Ten Time-saving R Hacks
I use these regularly to try to minimize distractions and keep up my production pace
--
The more coding I do, the more sensitive I become to inefficiency. For me, Nirvana is where you can code super quickly without having to do stuff outside your favorite code editor.
So I get pretty frustrated when I can’t do what I want using lean, efficient code, or when I have to go into my filesystem or another program to configure something, or anything else that I view as taking up unnecessary time and effort.
Here are ten hacks I use regularly to try to minimize distractions and keep up my production pace. When I tell some people about these, I often get a few reactions like ‘Why didn’t I know about this?’. So I hope at least some of these will be new and useful to you.
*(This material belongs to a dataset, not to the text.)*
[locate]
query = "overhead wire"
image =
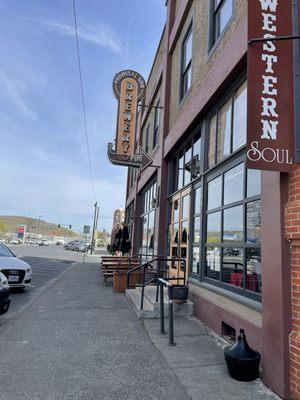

1. Downloading and reading files straight from source
This tip should help you minimize time administering local data files and make your entire project more replicable by others. If you have a data file which is sitting on the web somewhere, like in Google Drive or some other URL, the readr
package allows you to read it direct from the URL into a dataframe, using functions like read_csv()
or read_rds()
. For example:
my_df <- readr::read_csv("https://www.website.com/data.csv")
If the data is in a Github repo, you can get the download the raw file by adding ?raw=true
to the URL, so here's how you would get some data on speed dating from one of my Github repos:
speed_dating_data <- readr::read_rds("https://github.com/keithmcnulty/speed_dating/blob/master/speed_data_data.RDS?raw=true")
If you have a weird file type that readr
can't process, you can simply use base R's download.file()
function to get it into your session where you can then read it using whatever the right package is. You don't need the url function for this, so to use this to download my speed-dating data:
download.file("https://github.com/keithmcnulty/speed_dating/blob/master/speed_data_data.RDS?raw=true", destfile = "speed_dating_data.RDS")
speed_dating_data <- readRDS("speed_dating_data.RDS")